One way to increase the response rate could be reminder procedures. The Hoorn screening study [13] used reminder procedures and had an overall response rate of 78%, but the effect of sending out reminders has not been reported. In Denmark, the population-based screening study Inter99 also used reminders, but still only had an overall response rate of 53% [3]. The Hoorn Study also had a very high attendance rate among high-risk individuals (87%). But the high-risk individuals were invited directly after central evaluation of their risk, which might have increased the attendance rate, compared to a self-administered approach. However, a study where high-risk individuals were systematically identified in clinical practice from information in clinical databases and thereafter selectively invited to be screened for unidentified diabetes mellitus had a much lower attendance rate (44%) [14] than in our study and in the Hoorn Study.

The current Danish Health Care System does not allow procedures such as central evaluation of mail-distributed risk-charts or direct identification of high-risk individuals in clinical databases, nor are reminder procedures feasible. But changing the mail-distributed population-based approach into systematic tracing of high-risk individuals inside general practice could be feasible and more effective. It could be done, for example, by presenting the risk-chart to people attending the practice for other reasons (opportunistic screening); the same algorithms could be used.

The dropout within the study was comparable to that found (i) in a population-based high-risk stepwise approach (the Hoorn screening study [13]) and (ii) in a pure population-based approach (Inter99 [3]), but it was lower than in the high-risk approach [14]. As in [13, 14] the dropout was particularly high among people who underwent an OGTT. Our findings thus emphasise the difficulties associated with the use of OGTTs in population-based screening, even when required only in high-risk individuals.

All calculations and considerations above refer to the epidemiological definition of diabetes mellitus (at least one diabetic blood glucose value), because data for comparison utilising the clinical definition are not available.

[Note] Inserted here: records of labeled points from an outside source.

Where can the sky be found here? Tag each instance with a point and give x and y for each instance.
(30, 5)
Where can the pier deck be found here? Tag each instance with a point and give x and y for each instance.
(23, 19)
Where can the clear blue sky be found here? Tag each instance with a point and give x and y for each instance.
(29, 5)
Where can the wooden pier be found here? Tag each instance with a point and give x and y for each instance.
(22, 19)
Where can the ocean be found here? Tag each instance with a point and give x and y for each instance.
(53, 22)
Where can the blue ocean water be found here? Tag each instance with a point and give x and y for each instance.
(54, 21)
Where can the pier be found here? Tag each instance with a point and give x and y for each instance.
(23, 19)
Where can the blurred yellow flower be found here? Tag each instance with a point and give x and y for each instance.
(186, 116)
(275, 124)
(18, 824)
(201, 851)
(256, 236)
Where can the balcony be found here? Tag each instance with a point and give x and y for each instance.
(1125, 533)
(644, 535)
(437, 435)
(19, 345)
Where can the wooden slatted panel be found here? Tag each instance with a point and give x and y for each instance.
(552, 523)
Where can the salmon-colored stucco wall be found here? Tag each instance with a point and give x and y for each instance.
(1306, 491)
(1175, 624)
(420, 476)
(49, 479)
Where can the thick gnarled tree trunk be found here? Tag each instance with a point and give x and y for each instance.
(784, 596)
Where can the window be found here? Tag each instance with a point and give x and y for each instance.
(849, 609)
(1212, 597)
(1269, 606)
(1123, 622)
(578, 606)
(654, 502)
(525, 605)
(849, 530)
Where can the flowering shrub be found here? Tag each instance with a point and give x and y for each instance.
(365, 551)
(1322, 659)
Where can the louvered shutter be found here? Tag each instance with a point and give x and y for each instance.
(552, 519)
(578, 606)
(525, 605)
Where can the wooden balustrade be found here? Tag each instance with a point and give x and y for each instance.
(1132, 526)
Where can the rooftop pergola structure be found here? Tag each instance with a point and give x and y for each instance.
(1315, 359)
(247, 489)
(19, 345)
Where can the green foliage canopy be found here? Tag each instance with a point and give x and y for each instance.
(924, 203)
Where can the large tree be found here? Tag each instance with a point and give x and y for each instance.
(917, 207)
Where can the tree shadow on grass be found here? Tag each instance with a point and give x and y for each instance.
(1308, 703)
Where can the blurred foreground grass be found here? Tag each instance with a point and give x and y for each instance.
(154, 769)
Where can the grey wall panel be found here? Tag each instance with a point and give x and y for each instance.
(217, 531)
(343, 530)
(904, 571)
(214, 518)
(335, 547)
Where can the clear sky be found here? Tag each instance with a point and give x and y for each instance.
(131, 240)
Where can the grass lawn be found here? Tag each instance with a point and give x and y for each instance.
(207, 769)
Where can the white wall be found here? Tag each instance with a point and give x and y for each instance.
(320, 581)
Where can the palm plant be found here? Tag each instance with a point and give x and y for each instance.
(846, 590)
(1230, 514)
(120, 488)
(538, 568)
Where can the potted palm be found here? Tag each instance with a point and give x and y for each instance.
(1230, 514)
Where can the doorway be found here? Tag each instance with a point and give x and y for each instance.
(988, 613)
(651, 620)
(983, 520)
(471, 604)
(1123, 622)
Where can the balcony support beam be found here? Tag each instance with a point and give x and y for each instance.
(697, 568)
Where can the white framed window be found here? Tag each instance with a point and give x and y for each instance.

Screening should, however, not be for epidemiological diabetes mellitus, but for clinical diabetes mellitus. Our study showed that only 70% of the individuals classified with diabetes mellitus on the basis of the epidemiological definition ended up with the clinical diagnosis (10% dropout and 20% not confirmable). Expectations of the yield of future screening programmes must therefore be adjusted downwards by a further 30%, when based on data from epidemiological surveys. The 10% dropout rate among patients with the highest possible risk (people with one diabetic blood glucose value) emphasises the need for action to improve people’s awareness of Type 2 diabetes as a severe disease if unattended.

This study was conducted and analysed very much in line with the way procedures would have been performed if the programme had been launched nationwide as part of the Danish Health Care System. There was no follow-up on non-response or non-attendance, the data analyses did not take into account that some of the dropouts had follow-up examinations at a later stage and that 807 people with a low risk-score also attended the screening. The results of this study therefore do not overestimate, but rather represent an accurate estimation of what can be achieved by such a public screening programme.

We therefore conclude that the screening algorithms included in a stepwise screening programme for Type 2 diabetes in general practice were reliable because they performed as expected when applied in clinical practice. However, a population-based approach using mail-distributed invitations was ineffective primarily because only a minor fraction of the high-risk individuals in the population participated.